RLHF-Reward-Modeling question of chat templates

nice work! starred already. sorry for asking, why replacing the bos_token with empty string?

sample['positive'] = tokenizer.apply_chat_template(
        sample['chosen'], tokenize=False, add_generation_prompt=False).replace(tokenizer.bos_token, "")
sample['negative'] = tokenizer.apply_chat_template(
    sample['rejected'], tokenize=False, add_generation_prompt=False).replace(tokenizer.bos_token, "")

Jun 13 '24 13:06 trueRosun

Because when we service the Bradley Terry RM with pipeline, it will automatically add a bos_token inside the pipeline when tokenizing.

For pair-wise preference model, it is because we train the model without a bos_token (this is indeed some issue of llama3 at that time). But the influence of the bos token is mild in general.

Jun 13 '24 13:06 WeiXiongUST

thank you for answering!

I will further check the outputs after tokenization.

Jun 13 '24 13:06 trueRosun

Because when we service the Bradley Terry RM with pipeline, it will automatically add a bos_token inside the pipeline when tokenizing.

I don't fully understand...if the inference-time pipeline adds the bos_token automatically, doesn't that mean we should train with the bos token?

Jun 28 '24 02:06 hunterlang

Because when we service the Bradley Terry RM with pipeline, it will automatically add a bos_token inside the pipeline when tokenizing.

I don't fully understand...if the inference-time pipeline adds the bos_token automatically, doesn't that mean we should train with the bos token?

Yes, you are correct. Unfortunately, when we train the model, there is a bug in the llama3 tokenizer so the model is trained WITHOUT bos token.

We have tested with/without bos, it can lead to ~1% difference in the reward bench accuracy. You may modify the tokenizer to prevent the tokenizer from adding a bos token automatically to fix the issue I guess...

Jun 28 '24 02:06 WeiXiongUST

Thanks for the reply! Just to clarify:

If I remove those .replace(tokenizer.bos_token, "") calls, then training should match inference, because the inference pipeline adds BOS automatically.

If I modify the tokenizer, then the inference pipeline will match the off-the-shelf models you already released, which were trained without BOS?

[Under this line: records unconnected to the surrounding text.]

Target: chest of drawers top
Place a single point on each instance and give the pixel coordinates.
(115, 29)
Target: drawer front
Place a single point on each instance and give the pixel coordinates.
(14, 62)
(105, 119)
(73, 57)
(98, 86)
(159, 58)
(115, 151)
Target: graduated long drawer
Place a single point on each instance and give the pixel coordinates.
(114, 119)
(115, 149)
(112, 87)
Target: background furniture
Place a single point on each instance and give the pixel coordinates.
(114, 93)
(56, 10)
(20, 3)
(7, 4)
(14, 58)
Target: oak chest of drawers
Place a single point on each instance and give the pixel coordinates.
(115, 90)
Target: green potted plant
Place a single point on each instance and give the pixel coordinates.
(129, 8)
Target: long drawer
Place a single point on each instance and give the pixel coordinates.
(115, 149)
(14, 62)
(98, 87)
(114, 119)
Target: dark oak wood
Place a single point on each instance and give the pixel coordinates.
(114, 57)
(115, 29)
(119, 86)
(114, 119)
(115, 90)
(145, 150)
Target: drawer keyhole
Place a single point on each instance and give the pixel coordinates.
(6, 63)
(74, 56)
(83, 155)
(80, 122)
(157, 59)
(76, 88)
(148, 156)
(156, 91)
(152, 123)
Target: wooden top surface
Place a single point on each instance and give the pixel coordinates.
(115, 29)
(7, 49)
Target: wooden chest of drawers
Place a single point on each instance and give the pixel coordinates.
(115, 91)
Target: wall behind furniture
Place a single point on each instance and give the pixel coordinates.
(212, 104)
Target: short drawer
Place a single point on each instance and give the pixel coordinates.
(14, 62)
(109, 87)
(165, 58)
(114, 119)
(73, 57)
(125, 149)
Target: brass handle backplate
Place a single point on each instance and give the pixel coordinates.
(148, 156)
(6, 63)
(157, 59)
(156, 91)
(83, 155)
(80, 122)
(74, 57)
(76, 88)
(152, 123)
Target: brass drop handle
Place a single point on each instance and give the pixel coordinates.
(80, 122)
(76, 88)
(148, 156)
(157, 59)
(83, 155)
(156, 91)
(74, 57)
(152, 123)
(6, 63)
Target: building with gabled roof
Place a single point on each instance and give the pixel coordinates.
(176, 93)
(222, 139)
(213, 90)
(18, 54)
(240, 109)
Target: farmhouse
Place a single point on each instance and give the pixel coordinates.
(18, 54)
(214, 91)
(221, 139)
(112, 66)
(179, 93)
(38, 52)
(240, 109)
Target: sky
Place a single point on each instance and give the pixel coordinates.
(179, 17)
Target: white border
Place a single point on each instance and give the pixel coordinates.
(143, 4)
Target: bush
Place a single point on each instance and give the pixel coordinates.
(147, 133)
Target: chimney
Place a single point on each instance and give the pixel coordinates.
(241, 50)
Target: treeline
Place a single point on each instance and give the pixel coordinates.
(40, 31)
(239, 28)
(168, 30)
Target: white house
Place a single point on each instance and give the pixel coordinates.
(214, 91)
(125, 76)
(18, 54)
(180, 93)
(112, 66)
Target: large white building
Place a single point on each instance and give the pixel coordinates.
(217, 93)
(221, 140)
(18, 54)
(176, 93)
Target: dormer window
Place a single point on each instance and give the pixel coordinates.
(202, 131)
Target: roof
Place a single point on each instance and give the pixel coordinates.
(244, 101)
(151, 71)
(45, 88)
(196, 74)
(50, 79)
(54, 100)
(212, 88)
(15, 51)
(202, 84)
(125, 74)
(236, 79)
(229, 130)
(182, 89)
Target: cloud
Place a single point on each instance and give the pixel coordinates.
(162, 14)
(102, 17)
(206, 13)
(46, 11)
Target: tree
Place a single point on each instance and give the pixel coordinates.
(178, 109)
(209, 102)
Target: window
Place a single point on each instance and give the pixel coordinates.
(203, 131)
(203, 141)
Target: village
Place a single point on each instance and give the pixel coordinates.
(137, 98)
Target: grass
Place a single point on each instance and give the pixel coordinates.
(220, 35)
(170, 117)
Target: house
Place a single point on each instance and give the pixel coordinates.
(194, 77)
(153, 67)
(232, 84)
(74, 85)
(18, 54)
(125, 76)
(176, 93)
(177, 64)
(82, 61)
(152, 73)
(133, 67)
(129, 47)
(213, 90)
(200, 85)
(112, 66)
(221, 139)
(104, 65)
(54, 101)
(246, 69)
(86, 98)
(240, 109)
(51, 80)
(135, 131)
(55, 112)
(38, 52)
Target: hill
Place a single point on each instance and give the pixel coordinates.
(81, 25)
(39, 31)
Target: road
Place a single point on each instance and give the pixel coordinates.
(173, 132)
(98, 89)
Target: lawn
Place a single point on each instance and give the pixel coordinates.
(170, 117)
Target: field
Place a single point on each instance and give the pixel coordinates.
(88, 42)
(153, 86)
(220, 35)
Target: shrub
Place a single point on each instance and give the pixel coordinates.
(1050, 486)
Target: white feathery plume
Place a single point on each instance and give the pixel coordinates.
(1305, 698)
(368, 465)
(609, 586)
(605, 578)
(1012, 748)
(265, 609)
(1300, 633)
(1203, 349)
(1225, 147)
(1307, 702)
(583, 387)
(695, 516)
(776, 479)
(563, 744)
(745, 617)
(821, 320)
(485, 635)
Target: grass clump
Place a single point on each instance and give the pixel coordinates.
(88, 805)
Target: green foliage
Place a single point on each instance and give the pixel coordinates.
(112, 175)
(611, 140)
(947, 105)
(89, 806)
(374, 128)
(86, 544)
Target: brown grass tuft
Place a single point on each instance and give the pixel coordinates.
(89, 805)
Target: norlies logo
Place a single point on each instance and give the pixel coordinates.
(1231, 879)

Jun 28 '24 05:06 hunterlang

We get a bos token when we tokenize by apply chat template. Then, inside the pipeline, we get another bos token.

If you remove .replace(tokenizer.bos_token, ""), you still get one bos token inside the pipeline. If you do not remove .replace(tokenizer.bos_token, ""), you will get two bos tokens.

If we modify the tokenizer to avoid it to add bos token, then we will never get bos token. Then, it matches the training (no bos token).

Jun 28 '24 06:06 WeiXiongUST